A conferma dell’originalità del suo stile espositivo Zizek affianca ai “normali” Capitoli di trattazione del tema due “Appendici” che aggiungono considerazioni a margine che spaziano in svariate direzioni

Appendice I

*   La meccanica quantistica, con le sue teorie sul comportamento delle particelle elementari, è un ottimo esempio per meglio mettere a fuoco la difficoltà di definire con esattezza il concetto di libertà. Infatti non diversamente la libertà sfugge ad una sua definizione/individuazione per comparire unicamente quando un osservatore/protagonista è chiamato, da impellenze e necessità, a capire in cosa essa davvero consista e dove può essere così collocata sulla scena di una storia idealizzata

*   il modo in cui Hegel introduce il concetto di libertà in numerosi passaggi della sua elaborazione filosofica richiama una prassi molto diffusa in vari ambiti culturali: la dislocazione, ossia il trasferire un “pacchetto culturale” da un contesto ad un altro.
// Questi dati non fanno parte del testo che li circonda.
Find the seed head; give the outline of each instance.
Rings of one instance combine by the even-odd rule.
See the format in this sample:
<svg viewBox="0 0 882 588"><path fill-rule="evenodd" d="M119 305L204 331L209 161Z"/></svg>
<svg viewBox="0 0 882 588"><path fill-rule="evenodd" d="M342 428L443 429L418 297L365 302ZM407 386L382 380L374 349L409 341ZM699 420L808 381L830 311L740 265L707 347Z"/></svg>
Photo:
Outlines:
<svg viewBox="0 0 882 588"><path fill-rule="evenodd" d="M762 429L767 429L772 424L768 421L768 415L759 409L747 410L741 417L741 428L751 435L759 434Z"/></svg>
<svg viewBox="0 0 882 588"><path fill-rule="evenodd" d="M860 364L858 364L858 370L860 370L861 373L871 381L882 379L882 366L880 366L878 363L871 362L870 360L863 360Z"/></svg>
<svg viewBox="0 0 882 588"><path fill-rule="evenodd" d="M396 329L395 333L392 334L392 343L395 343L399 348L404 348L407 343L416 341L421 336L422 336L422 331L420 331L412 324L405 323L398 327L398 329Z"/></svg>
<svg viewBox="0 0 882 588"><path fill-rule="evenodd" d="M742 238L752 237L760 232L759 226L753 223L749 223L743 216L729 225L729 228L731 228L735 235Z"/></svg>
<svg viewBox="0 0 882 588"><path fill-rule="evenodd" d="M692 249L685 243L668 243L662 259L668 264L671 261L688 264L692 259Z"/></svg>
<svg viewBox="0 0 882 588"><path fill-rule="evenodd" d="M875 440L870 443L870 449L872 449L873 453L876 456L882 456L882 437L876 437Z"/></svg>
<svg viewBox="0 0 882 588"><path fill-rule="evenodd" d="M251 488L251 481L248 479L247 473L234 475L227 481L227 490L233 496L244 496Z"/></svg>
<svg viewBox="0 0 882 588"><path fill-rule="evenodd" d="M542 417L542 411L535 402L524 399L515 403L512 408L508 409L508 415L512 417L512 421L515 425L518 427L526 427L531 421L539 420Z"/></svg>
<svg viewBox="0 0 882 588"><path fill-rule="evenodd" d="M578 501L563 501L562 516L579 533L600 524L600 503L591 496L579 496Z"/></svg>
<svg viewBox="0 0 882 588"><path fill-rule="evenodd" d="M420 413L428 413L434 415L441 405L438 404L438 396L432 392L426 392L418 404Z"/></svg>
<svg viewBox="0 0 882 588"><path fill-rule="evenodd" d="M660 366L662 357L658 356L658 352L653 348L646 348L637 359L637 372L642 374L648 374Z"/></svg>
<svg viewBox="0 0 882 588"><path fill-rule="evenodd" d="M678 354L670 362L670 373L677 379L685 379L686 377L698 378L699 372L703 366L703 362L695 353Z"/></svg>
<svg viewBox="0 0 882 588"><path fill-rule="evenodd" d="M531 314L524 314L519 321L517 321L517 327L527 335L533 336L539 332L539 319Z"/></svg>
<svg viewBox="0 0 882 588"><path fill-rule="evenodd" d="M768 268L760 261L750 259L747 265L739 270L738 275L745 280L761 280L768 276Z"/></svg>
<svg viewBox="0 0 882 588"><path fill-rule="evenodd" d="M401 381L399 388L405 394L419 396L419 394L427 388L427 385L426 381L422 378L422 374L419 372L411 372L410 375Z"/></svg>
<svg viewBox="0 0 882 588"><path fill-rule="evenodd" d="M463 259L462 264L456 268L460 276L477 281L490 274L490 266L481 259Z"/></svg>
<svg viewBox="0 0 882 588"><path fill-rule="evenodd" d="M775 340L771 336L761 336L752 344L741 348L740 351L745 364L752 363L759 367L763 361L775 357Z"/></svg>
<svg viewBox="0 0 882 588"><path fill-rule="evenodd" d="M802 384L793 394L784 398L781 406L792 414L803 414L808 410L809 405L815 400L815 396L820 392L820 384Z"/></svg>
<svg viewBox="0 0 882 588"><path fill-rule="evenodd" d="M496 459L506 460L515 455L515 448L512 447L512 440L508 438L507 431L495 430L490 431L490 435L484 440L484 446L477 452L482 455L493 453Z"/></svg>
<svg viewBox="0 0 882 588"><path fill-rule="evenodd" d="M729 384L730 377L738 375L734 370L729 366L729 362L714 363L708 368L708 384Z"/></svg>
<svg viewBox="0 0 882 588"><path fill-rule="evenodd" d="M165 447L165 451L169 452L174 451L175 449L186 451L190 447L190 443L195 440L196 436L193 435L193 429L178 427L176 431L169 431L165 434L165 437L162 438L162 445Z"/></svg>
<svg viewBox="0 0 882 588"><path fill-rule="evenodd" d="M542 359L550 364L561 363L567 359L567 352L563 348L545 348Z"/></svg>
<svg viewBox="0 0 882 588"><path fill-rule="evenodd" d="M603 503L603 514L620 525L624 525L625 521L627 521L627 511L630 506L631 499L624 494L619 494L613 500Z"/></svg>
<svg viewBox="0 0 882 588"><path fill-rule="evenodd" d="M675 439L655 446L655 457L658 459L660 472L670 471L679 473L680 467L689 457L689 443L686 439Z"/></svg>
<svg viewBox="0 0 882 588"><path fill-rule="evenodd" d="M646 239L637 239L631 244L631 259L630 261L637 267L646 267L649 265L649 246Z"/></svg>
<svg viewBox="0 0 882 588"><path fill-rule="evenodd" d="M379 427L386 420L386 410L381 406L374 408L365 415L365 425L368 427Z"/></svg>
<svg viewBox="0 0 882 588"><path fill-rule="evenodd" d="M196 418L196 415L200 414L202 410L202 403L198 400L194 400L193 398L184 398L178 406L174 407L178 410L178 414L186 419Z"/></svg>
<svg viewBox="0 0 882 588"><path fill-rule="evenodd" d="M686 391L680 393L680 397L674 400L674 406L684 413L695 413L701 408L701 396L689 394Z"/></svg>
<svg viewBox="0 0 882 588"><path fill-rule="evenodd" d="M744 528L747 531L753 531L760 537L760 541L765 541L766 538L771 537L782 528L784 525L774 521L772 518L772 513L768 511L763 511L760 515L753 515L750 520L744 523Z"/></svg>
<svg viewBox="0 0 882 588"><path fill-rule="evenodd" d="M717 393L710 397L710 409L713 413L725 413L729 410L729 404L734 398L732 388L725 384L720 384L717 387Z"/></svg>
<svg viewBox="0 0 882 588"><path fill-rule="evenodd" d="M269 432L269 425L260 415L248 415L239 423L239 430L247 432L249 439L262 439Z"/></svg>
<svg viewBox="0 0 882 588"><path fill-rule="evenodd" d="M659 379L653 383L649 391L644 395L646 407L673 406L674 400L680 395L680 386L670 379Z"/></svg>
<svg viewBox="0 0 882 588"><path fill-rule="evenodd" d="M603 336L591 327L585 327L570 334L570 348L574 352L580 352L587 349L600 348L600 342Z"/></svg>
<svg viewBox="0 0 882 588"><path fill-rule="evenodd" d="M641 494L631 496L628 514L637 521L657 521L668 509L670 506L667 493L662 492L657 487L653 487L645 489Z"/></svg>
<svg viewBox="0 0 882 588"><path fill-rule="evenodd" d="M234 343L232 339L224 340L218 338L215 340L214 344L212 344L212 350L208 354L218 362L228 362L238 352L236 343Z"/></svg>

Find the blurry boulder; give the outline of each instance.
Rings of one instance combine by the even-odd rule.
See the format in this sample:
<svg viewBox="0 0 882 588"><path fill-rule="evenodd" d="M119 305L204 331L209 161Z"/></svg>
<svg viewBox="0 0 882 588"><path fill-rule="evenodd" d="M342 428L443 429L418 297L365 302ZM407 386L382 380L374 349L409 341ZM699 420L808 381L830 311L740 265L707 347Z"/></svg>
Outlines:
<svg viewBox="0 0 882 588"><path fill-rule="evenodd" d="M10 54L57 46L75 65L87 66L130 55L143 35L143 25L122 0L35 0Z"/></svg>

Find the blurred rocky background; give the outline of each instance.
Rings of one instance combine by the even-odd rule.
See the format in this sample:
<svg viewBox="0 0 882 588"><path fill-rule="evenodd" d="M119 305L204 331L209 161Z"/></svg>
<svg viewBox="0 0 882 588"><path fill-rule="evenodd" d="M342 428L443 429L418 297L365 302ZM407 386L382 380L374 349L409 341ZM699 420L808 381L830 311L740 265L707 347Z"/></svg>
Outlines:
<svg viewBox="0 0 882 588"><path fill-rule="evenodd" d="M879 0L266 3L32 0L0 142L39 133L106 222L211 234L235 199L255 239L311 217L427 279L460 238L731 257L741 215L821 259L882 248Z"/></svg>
Succede ad esempio in musica con un accordo o una linea melodica e, passando a tutt’altro campo, con l’idea di uguaglianza o di rivoluzione diversamente declinata a seconda del paese in cui si afferma. La dislocazione però non è solo un trasferimento, perché implica sempre una diversità, quelle note evolvono in una differente composizione, e le idee una diversa concretizzazione (l’idea marxista di rivoluzione, intesa come superamento del capitalismo giunto al suo pieno compimento, è stata per certi versi paradossalmente adottata sia in Russia che in Cina in un contesto di arretratezza economica). Allo stesso modo occorre quindi prestare attenzione ai molteplici  significati che il concetto di  “libertà” assume in Hegel

*   Viviamo tempi molto permissivi sotto molti punti di vista. La permissività però non è automaticamente sinonimo di libertà, spesso questa emerge, sapendola individuare, in modi anomali. Uno di questi è raccontato dalla miniserie Netflix “Inventing Anna (inventare Anna)” che racconta la storia vera di Anna una giovane e povera truffatrice che fingendo, nel jet set di New York, di essere una ricca ereditiera è riuscita per anni a vivere di generosi “aiuti” utilizzati per coprire via via quelli già ottenuti. Anna non ha però una vera attitudine criminale, in un certo senso si è così immedesimata con questa immagine di sé da credere di ottenere prestiti da una sé stessa proiettata nel futuro. Rispetta letteralmente la formula lacaniana (Lacan, 1901-1981, psicanalista francese) del “non compromettere il tuo desiderio”. In fondo anche in questo caso, inimmaginabile in tempi “normali”, si può intuire che la libertà più profonda è sperimentata come necessità interna

*   L’arte moderna del Novecento si è caratterizzata con canoni innovativi capaci di raccontare, spesso anticipandoli, le tensioni, le paure, le angosce di tempi troppo veloci e crudeli. E’ stata a lungo osteggiata, prima di venire fagocitata dal mercato come puro business, anche per questo motivo, oltre per le sue provocazioni. Eppure anche il solo fatto di esprimere angoscia e dissonanza è in effetti un atto di liberazione dall’ordine esistente. Neppure tanto incomprensibilmente molta filosofia non l’ha ritenuta tale.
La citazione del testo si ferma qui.